Administrators at an elite Sacramento, Calif., magnet school are apologizing profusely after students, staff and parents became upset about a racially charged science project linking race and IQ.
According to the Sacramento Bee, C.K. McClatchy High School’s fourth annual science fair featured a project entitled “Race and IQ.” The student who designed the project, described as a boy of Asian descent, is a participant in the accelerated Humanities and International Studies Program, or HISP, which was created to promote cultural awareness and sensitivity.
The project featured excerpts from five texts, including The Essential Kafir, a book published in 1904 that supported apartheid by arguing that black South Africans were intellectually inferior to whites. The related term “Kaffir” has long been derided as the South African equivalent of the n-word.

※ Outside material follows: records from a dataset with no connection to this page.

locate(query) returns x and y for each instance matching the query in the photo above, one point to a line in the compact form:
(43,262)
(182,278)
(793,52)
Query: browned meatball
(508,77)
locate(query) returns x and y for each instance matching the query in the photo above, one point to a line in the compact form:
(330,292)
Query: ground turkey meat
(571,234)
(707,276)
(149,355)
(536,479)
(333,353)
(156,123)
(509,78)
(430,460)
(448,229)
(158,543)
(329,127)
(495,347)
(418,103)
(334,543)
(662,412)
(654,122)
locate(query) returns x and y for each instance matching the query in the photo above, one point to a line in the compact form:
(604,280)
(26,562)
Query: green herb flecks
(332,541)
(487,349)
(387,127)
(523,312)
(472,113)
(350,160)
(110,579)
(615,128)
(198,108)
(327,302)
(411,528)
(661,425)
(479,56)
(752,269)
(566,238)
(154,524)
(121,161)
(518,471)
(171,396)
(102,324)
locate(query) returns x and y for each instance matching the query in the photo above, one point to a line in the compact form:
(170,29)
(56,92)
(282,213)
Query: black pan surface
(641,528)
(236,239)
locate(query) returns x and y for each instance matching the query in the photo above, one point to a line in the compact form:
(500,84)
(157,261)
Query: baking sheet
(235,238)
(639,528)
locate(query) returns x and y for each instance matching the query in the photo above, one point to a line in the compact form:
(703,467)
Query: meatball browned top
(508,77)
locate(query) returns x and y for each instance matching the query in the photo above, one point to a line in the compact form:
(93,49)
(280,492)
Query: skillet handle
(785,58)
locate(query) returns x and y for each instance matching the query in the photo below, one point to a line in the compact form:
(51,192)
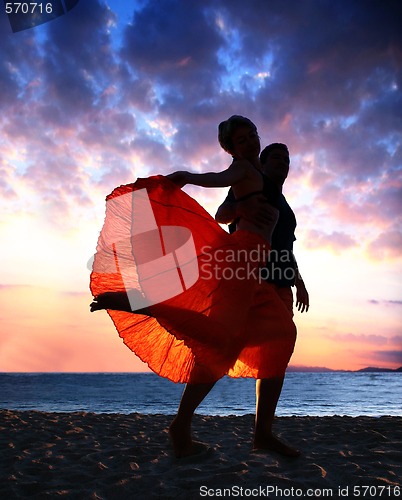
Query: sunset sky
(117,90)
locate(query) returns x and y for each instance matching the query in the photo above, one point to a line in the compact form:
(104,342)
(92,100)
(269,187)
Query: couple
(242,328)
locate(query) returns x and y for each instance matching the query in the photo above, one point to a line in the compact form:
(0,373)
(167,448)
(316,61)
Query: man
(281,269)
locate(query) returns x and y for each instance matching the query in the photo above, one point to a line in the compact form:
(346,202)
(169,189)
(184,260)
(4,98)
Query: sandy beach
(114,456)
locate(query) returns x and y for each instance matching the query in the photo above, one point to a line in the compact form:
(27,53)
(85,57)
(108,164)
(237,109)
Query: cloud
(396,303)
(387,245)
(366,339)
(324,79)
(387,356)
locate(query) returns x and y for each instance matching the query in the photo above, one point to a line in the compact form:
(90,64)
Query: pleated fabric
(222,320)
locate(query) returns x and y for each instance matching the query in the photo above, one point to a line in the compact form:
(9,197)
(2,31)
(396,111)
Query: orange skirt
(199,307)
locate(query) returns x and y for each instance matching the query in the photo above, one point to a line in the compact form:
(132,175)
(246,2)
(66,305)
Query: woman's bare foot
(111,300)
(272,443)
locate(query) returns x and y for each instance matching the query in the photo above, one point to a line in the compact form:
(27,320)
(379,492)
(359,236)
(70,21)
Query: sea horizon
(304,393)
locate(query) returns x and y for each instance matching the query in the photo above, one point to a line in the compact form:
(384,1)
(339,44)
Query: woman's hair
(227,128)
(267,150)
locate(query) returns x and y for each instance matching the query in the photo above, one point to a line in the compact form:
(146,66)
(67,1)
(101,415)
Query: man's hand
(180,178)
(302,297)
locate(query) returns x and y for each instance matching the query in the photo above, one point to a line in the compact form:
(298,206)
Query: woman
(228,322)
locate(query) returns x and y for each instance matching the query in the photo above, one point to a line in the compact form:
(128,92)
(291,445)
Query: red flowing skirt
(199,309)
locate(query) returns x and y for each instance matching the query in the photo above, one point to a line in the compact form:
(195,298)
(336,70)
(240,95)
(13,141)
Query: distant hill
(375,369)
(321,369)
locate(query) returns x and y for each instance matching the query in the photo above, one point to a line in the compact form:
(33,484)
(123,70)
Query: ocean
(313,394)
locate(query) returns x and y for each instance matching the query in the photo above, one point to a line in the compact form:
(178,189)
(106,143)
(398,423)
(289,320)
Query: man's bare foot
(111,300)
(272,443)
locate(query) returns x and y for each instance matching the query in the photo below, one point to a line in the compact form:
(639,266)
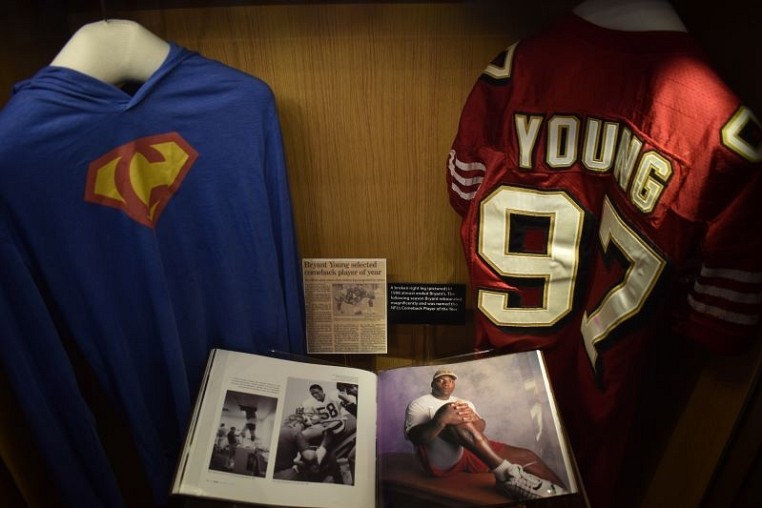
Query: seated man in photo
(449,438)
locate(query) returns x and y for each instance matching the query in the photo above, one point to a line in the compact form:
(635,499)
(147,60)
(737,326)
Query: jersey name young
(608,186)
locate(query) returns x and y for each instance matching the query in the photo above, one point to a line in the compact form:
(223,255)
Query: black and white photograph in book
(317,436)
(242,442)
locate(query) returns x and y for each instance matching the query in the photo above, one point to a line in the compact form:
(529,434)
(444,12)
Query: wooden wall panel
(369,97)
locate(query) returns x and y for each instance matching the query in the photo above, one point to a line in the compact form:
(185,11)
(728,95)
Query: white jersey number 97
(558,264)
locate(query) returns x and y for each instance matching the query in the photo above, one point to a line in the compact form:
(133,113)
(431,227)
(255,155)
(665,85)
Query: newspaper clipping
(345,301)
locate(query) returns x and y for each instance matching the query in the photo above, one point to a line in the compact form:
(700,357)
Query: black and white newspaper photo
(345,302)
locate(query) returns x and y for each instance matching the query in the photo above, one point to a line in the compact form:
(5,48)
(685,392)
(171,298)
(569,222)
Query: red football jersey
(592,169)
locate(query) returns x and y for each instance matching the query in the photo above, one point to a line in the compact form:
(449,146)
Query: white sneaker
(523,485)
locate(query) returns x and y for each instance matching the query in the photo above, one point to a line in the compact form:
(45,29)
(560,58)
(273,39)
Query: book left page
(281,432)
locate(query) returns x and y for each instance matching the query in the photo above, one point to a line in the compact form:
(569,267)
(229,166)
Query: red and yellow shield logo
(141,176)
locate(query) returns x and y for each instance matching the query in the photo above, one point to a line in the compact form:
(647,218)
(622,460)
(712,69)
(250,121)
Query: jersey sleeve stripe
(727,294)
(734,275)
(723,314)
(466,176)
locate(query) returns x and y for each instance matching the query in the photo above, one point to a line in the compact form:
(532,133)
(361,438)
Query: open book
(291,433)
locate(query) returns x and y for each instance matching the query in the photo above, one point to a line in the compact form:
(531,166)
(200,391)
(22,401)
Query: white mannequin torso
(631,15)
(113,51)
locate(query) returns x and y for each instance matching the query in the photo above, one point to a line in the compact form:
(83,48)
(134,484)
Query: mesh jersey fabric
(606,181)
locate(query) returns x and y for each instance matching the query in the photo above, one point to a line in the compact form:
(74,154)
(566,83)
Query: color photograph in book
(482,432)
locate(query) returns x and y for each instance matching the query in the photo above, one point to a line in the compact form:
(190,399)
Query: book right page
(433,423)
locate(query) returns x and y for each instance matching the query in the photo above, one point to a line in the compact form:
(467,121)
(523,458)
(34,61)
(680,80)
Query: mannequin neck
(631,15)
(113,51)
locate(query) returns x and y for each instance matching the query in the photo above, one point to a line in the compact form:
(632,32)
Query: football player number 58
(558,265)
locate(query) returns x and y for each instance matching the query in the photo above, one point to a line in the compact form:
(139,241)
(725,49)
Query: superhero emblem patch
(140,177)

The student asked a handful of his fellow students to take an online intelligence quiz and used his results to justify why there were so few blacks and Hispanics in the HISP program. The school district says that the program currently has 508 students enrolled, including 12 African Americans, 80 Hispanics and 104 Asian Americans. The student researcher concluded:
[T]he lower average IQs of blacks, Southeast Asians, and nonwhite Hispanics means that they are not as likely as non-Hispanic whites and Northeast Asians to be accepted into a more academically rigorous program such as HISP. Therefore, the racial disproportionality of HISP is justified.
Connecting race and IQ through science has a long history that stretches back to the Racial Integrity Act of 1924, which used eugenics to turn the “one-drop rule” into law. More recently, white supremacists have used Charles Murray’s scientifically discredited The Bell Curve to justify a relatively unknown movement called the “alt-right.” You’ve probably never heard of it, but trust me, it’s going to be huge.
To understand this phenomenon, one must understand that the “intelligence quotient” does not measure smarts. It measures a certain kind of intelligence. Ironically, the creator of the scale that is most used to measure intelligence, Alfred Binet, believed that these tests were an inadequate way to measure intelligence because they don’t factor in emotional intelligence or creativity.
Scientists know that the results of these tests are skewed in favor of certain socioeconomic groups and have nothing to do with genetics. For instance, studies show that kids adopted by rich parents score 15 points higher on IQ tests, and family income is one of the more accurate predictors of SAT scores, a test that was created to exclude certain minorities.
“I want to be clear that at McClatchy High School we promote and embrace an inclusive environment and way of thinking which excludes any form of discrimination,” wrote Peter Lambert, principal of McClatchy High, in an email to parents. “Many of you have asked me what our school is doing in response to this incident. I want you to know we are taking this incident very seriously and we will be reviewing the incident and implementing all measures as appropriate to provide a safe and inclusive environment for all of our students.”
To be clear, the idea that race is connected to intelligence is not a fringe idea. More than a decade ago, another California high school student wrote that a number of his classmates “lacked basic English skills” and there were “very few, if any,” Hispanic students in his honors classes, “despite the large number of Hispanic students that attend our school.”
That student eventually graduated and went on to become a prominent figure who helped craft the current presidential administration’s travel ban and immigration policy and is credited with creating Donald Trump’s “America first” slogan. His name is Stephen Miller.